Cambridge Analytica has come under scrutiny for its mining of Facebook data about people in America and the U.S., which was used to create personality and political profiles for politicians and others. Allegations say that the profiles were, in part, used to help President Donald Trump’s campaign. An app called “thisisyourdigitallife” created personality quizzes that were, at least in part, taken by people who were paid on platforms like Amazon’s Mechanical Turk. By taking the quizzes, their information and their Facebook friends’ data was shared. It’s important to point out that this method of mining Facebook data is actually part of each app’s Terms of Service and is not unusual. Almost any quiz that you take on Facebook will include a TOS that says you agree to share information about yourself and your friends. These broad terms of service have come under fire before, however. The use of this data has been discussed in media articles since at least 2015. Here’s one story about the privacy concerns from last year.

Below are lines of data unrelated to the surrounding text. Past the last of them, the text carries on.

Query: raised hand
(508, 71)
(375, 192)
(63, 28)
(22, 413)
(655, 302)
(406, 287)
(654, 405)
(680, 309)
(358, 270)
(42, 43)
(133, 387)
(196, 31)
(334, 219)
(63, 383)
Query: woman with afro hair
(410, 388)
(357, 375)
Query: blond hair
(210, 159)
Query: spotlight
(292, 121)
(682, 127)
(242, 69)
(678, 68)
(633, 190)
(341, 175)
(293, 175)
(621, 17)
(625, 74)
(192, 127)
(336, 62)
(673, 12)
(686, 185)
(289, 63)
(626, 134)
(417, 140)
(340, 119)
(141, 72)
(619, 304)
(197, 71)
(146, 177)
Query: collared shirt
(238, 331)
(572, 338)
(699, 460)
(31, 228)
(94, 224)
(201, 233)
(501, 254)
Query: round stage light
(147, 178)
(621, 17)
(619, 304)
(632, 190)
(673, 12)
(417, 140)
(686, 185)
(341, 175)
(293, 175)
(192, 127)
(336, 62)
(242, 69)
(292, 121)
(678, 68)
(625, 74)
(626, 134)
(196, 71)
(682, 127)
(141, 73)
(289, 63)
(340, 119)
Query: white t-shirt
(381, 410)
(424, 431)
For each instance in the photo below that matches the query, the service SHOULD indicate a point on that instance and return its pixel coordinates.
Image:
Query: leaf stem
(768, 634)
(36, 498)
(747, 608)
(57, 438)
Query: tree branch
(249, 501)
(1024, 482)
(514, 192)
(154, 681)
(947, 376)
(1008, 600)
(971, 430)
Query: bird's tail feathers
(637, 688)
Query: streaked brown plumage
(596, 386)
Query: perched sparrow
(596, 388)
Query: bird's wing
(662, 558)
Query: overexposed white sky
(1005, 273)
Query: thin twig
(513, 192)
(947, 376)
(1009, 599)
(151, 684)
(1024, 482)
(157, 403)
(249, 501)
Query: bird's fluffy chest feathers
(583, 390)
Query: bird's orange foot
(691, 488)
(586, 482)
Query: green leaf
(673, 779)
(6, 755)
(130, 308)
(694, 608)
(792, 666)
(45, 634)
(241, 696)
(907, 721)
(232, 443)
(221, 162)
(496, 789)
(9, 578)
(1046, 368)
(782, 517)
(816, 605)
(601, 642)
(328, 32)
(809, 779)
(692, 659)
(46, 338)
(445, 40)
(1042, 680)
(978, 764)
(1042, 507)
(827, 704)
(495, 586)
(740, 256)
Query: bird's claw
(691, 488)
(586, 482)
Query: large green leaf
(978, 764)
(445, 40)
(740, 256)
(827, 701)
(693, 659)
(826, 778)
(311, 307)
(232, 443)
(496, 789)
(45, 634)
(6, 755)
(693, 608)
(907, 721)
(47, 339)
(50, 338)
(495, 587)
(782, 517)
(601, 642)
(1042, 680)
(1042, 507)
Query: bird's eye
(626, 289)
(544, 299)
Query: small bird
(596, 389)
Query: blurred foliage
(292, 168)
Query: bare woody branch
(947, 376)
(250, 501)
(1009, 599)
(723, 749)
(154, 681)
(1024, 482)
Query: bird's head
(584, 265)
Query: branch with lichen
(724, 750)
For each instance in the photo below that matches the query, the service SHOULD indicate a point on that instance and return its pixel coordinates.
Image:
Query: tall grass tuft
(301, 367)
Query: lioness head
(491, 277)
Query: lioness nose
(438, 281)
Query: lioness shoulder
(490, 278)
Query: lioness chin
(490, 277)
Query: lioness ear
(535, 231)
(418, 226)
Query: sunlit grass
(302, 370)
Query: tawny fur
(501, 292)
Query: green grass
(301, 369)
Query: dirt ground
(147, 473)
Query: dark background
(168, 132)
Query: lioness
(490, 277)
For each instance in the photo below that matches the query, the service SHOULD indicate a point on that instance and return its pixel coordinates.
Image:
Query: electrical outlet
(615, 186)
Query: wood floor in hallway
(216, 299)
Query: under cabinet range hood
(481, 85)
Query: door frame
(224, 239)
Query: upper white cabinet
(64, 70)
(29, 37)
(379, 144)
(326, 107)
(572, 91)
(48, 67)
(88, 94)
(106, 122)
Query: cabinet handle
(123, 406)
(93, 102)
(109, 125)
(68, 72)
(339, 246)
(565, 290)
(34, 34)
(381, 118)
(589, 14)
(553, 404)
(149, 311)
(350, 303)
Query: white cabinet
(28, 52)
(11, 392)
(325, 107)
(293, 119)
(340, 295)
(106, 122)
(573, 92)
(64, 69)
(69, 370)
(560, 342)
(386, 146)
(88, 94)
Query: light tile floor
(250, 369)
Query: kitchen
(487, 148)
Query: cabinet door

On March 16, 2018, Facebook wrote a statement explaining why it decided to suspend Cambridge Analytica and SCL Group from Facebook. Yes, they said, Dr. Aleksandr Kogan, who created the app, did use the app in a legitimate way. However, he described the app as “a research app used by psychologists.” He then violated Facebook’s terms by passing the information on to third parties, including Cambridge Analytica. When Facebook learned of that violation in 2015, they removed the app and demanded certifications that all the data was destroyed, which he provided.  Facebook found out this month that all the data may not have been deleted, thus leading to the suspension. They are investigating those claims. Cambridge Analytica, meanwhile, says that they followed all of Facebook’s terms and deleted all the data it received from Global Research Science when it learned they weren’t complying with the terms. Cambridge has stated that none of GSR’s data was used for Trump’s campaign.

In an interview with TechCrunch in late 2017, Nix said that although “psychographic targeting” was used for Carson and Cruz’s primaries, by the time they got to Trump’s campaign, there wasn’t time to use surveys. And Trump’s campaign’s infrastructure was too small. There was “baked-in” psychographic data from previous work, but no “long form quantitative psychographics survey” done for Trump. In his interview, he didn’t comment on claims that the company had harvested Facebook data, but did say the data was built on surveys of more than 10,000 people. CA was hired by Trump’s campaign, he said, because no other usual supplier would touch the candidate. They ended up taking over Trump’s data analytics, research, TV, digital, and even donations.